ECLI:NL:RBZWB:2021:3426
Rechtbank Zeeland-West-Brabant
- Eerste aanleg - enkelvoudig
- Rechtspraak.nl
Niet-ontvankelijkheid van beroepschrift inzake navorderingsaanslagen inkomstenbelasting en premie volksverzekeringen
Op 7 juli 2021 heeft de Rechtbank Zeeland-West-Brabant uitspraak gedaan in een zaak waarin belanghebbende een beroepschrift had ingediend tegen de uitspraak op bezwaar van de inspecteur van de Belastingdienst. Dit beroepschrift betrof navorderingsaanslagen inkomstenbelasting en premie volksverzekeringen voor de jaren 2014 en 2015. De uitspraak op bezwaar was gedateerd op 12 oktober 2020, en de wettelijke termijn voor het indienen van een beroepschrift eindigde op 23 november 2020. Het beroepschrift werd echter pas op 30 november 2020 digitaal ingediend, wat leidde tot de conclusie dat het niet-tijdig was ingediend.
De rechtbank benadrukte dat de beroepstermijn van openbare orde is, wat betekent dat bij termijnoverschrijding een niet-ontvankelijkverklaring moet volgen, tenzij er sprake is van verschoonbare termijnoverschrijding. De griffier had belanghebbende de gelegenheid gegeven om redenen voor de termijnoverschrijding aan te voeren, maar belanghebbende heeft geen argumenten aangedragen die de overschrijding konden rechtvaardigen. Klachten over de communicatie en afhandeling door de Belastingdienst werden niet als verschoonbaar beschouwd.

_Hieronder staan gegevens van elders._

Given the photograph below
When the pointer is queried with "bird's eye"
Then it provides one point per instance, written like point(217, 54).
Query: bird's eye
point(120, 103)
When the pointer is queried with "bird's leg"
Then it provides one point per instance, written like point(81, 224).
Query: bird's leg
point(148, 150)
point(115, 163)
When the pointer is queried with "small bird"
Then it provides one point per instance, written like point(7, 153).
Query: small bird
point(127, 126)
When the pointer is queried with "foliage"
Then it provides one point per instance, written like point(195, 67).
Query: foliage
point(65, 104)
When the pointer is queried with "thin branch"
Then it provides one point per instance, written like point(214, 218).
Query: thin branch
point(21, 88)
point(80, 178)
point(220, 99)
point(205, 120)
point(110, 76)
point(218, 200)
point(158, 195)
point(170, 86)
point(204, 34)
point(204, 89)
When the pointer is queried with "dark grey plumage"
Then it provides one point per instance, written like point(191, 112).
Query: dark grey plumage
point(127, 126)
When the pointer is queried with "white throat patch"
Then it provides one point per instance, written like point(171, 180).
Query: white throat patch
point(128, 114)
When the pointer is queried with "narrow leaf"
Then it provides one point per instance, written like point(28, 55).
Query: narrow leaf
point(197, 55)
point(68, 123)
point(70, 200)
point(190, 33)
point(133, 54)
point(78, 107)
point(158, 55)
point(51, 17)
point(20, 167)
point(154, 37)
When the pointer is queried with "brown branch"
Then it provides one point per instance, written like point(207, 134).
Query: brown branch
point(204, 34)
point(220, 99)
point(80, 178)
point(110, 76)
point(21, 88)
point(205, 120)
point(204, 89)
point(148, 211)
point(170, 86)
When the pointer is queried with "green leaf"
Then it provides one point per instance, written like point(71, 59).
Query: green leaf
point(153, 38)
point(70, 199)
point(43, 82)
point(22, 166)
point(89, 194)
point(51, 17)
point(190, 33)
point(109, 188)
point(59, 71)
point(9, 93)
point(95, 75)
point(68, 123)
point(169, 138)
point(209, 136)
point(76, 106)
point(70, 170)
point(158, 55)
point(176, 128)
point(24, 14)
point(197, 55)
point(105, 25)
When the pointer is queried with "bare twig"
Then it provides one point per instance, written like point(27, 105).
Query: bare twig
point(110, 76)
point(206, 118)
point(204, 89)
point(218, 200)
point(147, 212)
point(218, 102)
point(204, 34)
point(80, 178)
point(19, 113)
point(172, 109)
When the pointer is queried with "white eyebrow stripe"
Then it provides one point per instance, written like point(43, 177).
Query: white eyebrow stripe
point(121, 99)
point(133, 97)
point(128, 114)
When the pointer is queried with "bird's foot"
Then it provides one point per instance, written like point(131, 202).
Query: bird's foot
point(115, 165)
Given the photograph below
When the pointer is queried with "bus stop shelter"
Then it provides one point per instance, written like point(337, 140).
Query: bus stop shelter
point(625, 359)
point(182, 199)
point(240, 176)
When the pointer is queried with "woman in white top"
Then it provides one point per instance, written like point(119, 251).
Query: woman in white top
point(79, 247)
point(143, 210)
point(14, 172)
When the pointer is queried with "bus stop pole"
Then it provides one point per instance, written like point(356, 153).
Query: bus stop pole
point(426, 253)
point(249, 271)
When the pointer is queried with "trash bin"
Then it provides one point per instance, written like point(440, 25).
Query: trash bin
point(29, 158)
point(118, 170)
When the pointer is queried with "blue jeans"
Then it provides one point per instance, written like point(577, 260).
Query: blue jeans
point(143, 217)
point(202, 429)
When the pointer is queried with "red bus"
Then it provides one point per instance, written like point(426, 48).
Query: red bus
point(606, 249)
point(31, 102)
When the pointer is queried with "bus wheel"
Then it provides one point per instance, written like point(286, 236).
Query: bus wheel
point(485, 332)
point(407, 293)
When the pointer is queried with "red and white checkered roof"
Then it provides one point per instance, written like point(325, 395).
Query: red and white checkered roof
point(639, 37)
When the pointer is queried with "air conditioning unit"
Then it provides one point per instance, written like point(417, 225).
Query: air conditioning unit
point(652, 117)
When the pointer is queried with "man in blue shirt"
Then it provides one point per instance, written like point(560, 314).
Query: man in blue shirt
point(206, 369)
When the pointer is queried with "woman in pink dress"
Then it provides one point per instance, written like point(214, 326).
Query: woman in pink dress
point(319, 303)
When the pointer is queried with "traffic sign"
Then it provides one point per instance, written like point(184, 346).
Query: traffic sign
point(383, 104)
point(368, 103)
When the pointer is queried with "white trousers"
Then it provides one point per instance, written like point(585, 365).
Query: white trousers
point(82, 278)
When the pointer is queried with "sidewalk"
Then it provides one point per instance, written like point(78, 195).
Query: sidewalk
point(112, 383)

De rechtbank verklaarde de beroepen kennelijk niet-ontvankelijk, wat betekende dat er geen inhoudelijke behandeling van de zaak plaatsvond. Er werd geen proceskostenveroordeling opgelegd. De uitspraak werd gedaan door mr. S.A.J. Bastiaansen, in aanwezigheid van griffier N. Plasman, en werd openbaar gemaakt op www.rechtspraak.nl. Tegen deze uitspraak kan binnen zes weken verzet worden aangetekend bij de rechtbank.